Canadian Consulting Engineer

Stepping out on Spadina

January 1, 2000
By Canadian Consulting Engineer

Spadina Avenue is one of downtown Toronto's liveliest streets. It teems with cars, delivery trucks, tour buses, bicycles, sidewalk vendors, pedestrians. The chaotic bustle is one of its charms.During ...

Spadina Avenue is one of downtown Toronto’s liveliest streets. It teems with cars, delivery trucks, tour buses, bicycles, sidewalk vendors, pedestrians. The chaotic bustle is one of its charms.

During the 1980s, however, the charm was wearing thin for some of the street’s users, the passengers on its bus service. The rush hour crowd would be crammed into the buses, while the vehicles dodged and wove in and out of traffic. With the bus route believed to be nearing capacity, the city and the Toronto Transit Commission proposed replacing it with a Light Rail Transit service (LRT).

As a public venture, the project required an environmental assessment, which was completed in 1990. Nine years later, the LRT system has been operational for some time and the effects are a reality. Even a fleeting comparison illustrates the complexities of the environmental assessment process and provides insights into the perils of prediction.

Tom Middlebrook is chief engineer in the engineering department of the TTC. He points to the rationale for the LRT as described in the environmental assessment. At the time, buses arriving at one-and-a-half minute intervals were carrying 2,800 passengers per direction per hour at peak times. The need as perceived at the time called for greater and more reliable transit capacity.

Of the 23 alternative solutions identified in the environmental assessment, the LRT was deemed the best option.

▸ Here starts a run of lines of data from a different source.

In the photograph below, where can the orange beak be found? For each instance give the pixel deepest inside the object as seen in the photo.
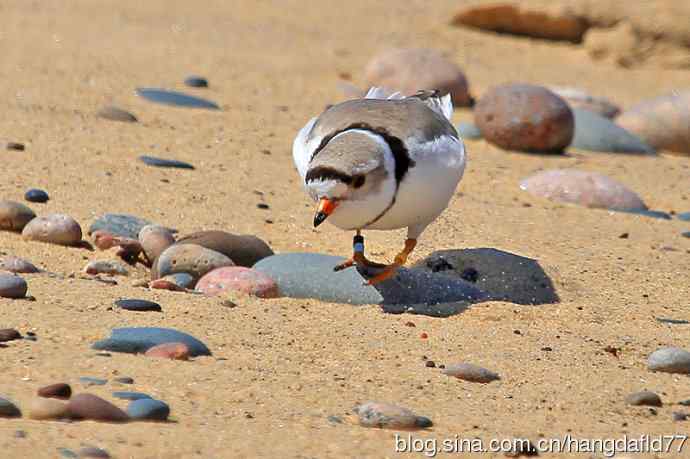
(325, 208)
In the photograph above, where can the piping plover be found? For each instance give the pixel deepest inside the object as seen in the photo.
(382, 162)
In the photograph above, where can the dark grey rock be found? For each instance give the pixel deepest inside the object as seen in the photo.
(148, 409)
(140, 339)
(594, 132)
(175, 98)
(162, 162)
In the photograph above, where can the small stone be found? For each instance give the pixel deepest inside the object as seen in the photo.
(89, 406)
(670, 360)
(162, 162)
(238, 279)
(526, 118)
(587, 189)
(53, 228)
(12, 286)
(173, 351)
(148, 409)
(138, 305)
(388, 416)
(114, 113)
(471, 373)
(111, 268)
(14, 216)
(9, 409)
(36, 195)
(17, 265)
(643, 398)
(47, 408)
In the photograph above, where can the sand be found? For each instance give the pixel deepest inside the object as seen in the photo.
(282, 367)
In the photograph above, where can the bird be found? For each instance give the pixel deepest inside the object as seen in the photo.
(381, 162)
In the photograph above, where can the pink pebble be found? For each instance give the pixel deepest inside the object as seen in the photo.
(238, 279)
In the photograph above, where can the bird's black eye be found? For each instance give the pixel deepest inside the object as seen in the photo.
(358, 181)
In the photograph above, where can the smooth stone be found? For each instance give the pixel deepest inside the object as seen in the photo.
(162, 162)
(17, 265)
(587, 189)
(89, 406)
(398, 70)
(643, 398)
(175, 98)
(140, 339)
(594, 132)
(311, 275)
(47, 408)
(125, 395)
(154, 239)
(54, 229)
(57, 390)
(12, 286)
(138, 305)
(122, 225)
(238, 279)
(243, 249)
(525, 117)
(114, 113)
(669, 360)
(88, 381)
(9, 409)
(188, 258)
(388, 416)
(36, 195)
(468, 131)
(173, 351)
(471, 373)
(111, 268)
(196, 82)
(14, 215)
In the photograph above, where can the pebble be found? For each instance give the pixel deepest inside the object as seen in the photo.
(140, 339)
(643, 398)
(57, 390)
(14, 215)
(471, 373)
(162, 162)
(670, 360)
(173, 351)
(661, 122)
(196, 82)
(124, 395)
(175, 98)
(594, 132)
(238, 279)
(89, 406)
(111, 268)
(526, 118)
(584, 188)
(114, 113)
(398, 70)
(388, 416)
(311, 275)
(188, 258)
(47, 408)
(17, 265)
(243, 249)
(36, 195)
(12, 286)
(122, 225)
(53, 228)
(154, 239)
(148, 409)
(138, 305)
(9, 409)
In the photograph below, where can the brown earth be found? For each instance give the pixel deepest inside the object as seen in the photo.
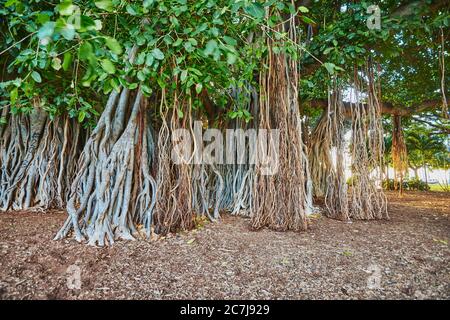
(407, 257)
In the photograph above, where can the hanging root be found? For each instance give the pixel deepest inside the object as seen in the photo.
(103, 205)
(336, 200)
(399, 154)
(36, 160)
(279, 200)
(174, 205)
(367, 198)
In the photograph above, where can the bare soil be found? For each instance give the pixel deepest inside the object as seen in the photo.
(407, 257)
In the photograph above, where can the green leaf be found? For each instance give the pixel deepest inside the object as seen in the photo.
(330, 67)
(113, 45)
(36, 76)
(13, 95)
(65, 8)
(148, 3)
(108, 66)
(81, 116)
(211, 46)
(56, 63)
(183, 76)
(68, 31)
(105, 5)
(256, 10)
(46, 30)
(303, 9)
(198, 88)
(231, 58)
(230, 41)
(67, 61)
(146, 90)
(86, 51)
(158, 54)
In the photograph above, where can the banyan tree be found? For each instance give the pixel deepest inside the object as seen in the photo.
(139, 117)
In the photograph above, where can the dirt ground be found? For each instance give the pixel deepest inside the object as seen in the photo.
(407, 257)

The LRT gives streetcars their own right of way, unlike regular streetcars or buses, which share the road with other traffic. On a track reserved for their use between intersections, light rail cars can move more freely. The LRT cars also carry more passengers than buses. At an estimated cost of $105 million, light rail would move more people more quickly up and down Spadina Avenue.

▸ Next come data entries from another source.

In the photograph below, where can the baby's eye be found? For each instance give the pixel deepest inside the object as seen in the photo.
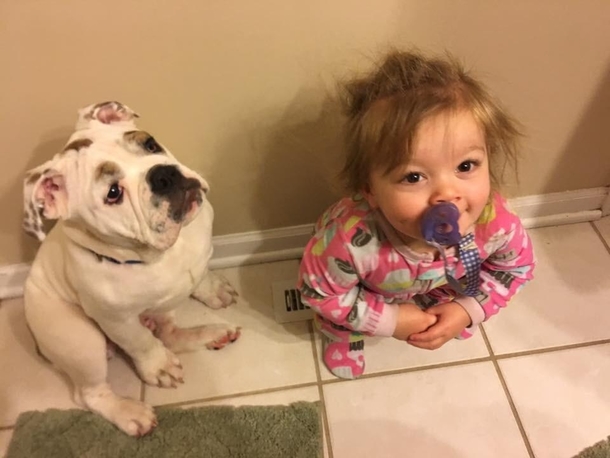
(467, 166)
(412, 178)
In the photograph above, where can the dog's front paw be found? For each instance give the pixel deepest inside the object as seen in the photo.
(220, 335)
(160, 367)
(215, 291)
(134, 417)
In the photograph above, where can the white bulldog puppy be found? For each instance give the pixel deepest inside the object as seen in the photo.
(132, 243)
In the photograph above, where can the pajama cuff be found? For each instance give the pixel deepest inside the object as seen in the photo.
(474, 310)
(387, 321)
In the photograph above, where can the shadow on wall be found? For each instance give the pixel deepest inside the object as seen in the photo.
(296, 158)
(587, 153)
(50, 143)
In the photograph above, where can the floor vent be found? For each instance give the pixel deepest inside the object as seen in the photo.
(287, 304)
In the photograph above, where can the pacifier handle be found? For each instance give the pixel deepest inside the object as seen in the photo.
(440, 225)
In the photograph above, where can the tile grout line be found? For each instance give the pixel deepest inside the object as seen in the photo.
(509, 397)
(320, 383)
(243, 394)
(325, 425)
(599, 234)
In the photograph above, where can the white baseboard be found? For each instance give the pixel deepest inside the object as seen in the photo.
(287, 243)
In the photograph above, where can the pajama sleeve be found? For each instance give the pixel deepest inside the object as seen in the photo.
(330, 280)
(507, 269)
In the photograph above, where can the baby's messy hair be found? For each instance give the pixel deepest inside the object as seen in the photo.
(385, 107)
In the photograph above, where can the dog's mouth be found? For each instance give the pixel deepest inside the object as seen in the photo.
(192, 200)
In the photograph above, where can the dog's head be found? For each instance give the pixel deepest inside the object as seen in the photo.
(115, 182)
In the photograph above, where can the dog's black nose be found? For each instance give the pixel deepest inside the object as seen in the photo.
(163, 179)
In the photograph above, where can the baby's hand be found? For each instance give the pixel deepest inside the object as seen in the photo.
(412, 320)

In 1992 the project was approved subject to a number of terms and conditions. Streetscape design issues and community concerns raised in the environmental assessment had to be dealt with. These were the subject of a separate design study. With its primary focus on pedestrians, the design study makes a number of recommendations to increase and improve sidewalk space. It pays attention to accessibility, safety, landscaping and street art. However, the one issue which does not feature prominently, if at all, either on the list of community concerns or in the environmental assessment, is the one that has been causing the greatest grief. Light rail streetcars and vehicles have been colliding with each other at an unprecedented rate.

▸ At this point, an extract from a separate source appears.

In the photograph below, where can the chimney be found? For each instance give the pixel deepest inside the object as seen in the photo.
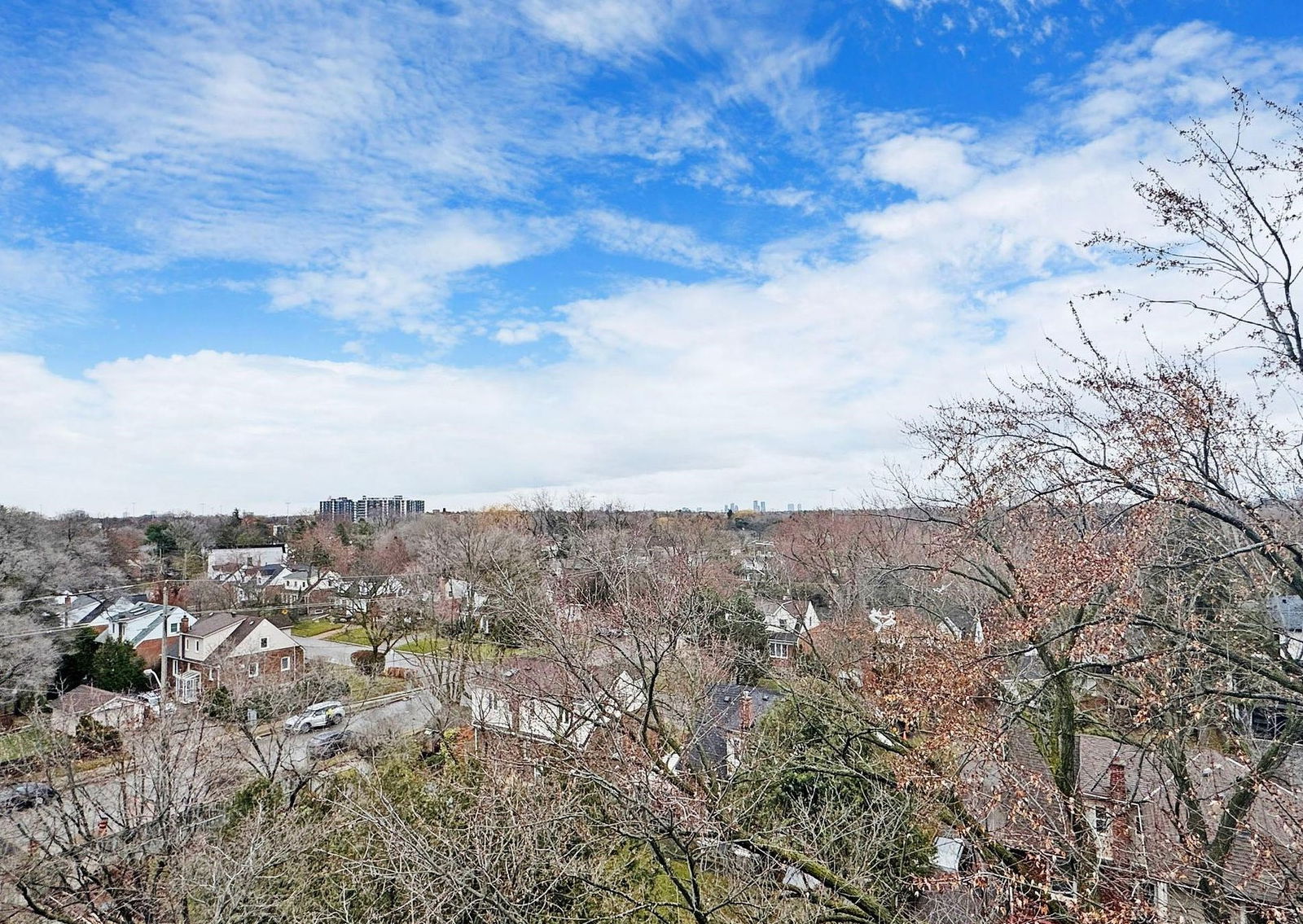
(1117, 781)
(744, 712)
(1124, 813)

According to Middlebrook, there have been “hundreds” of collisions. These occur mainly at the intersections. A report in the Globe and Mail stated that accidents occur at four times the rate on other streetcar routes. The LRT which was to separate public transit vehicles from traffic seems to be running into traffic all the time. The problem has had transportation engineers scratching their heads for a solution. As a temporary measure, rows of green bollards have been placed on either side of the tracks to separate vehicles and streetcars between intersections with traffic signals.

Did the environmental assessment anticipate the problem? The answer is not entirely clear. The report states that “the transit lanes will be 3 to 4 inches higher than the traffic lanes,” and that they “will be visually delineated by a mountable rolled curb, which will permit vehicles and pedestrians to cross the lanes.” At the signalized intersections, the transit and traffic lanes would be at the same level. Transit lanes would be paved in rough stone to warn drivers they were on lanes reserved for streetcars.

Despite the recommendations of the report, one of the conditions of the approval process called for curbs no higher than 2 inches. The higher curbs mentioned in the original plan might have kept more cars off the tracks, except that they were also meant to “permit vehicles to cross the lanes.” The question of curb height has been under discussion lately. The TTC is proposing to replace the green bollards with 6-inch high curbs, says Tom Middlebrook. With luck this will finally keep traffic in its place.

This project was justified on the basis of a predicted increase in TTC users — a projection which was in the hands of the proponent rather than the environmental assessment. A good deal of the demand was expected to arise from development in the area but nearly 10 years later this is only starting to happen. According to Gary Carr of the TTC, the LRT has not seen the increase in ridership expected.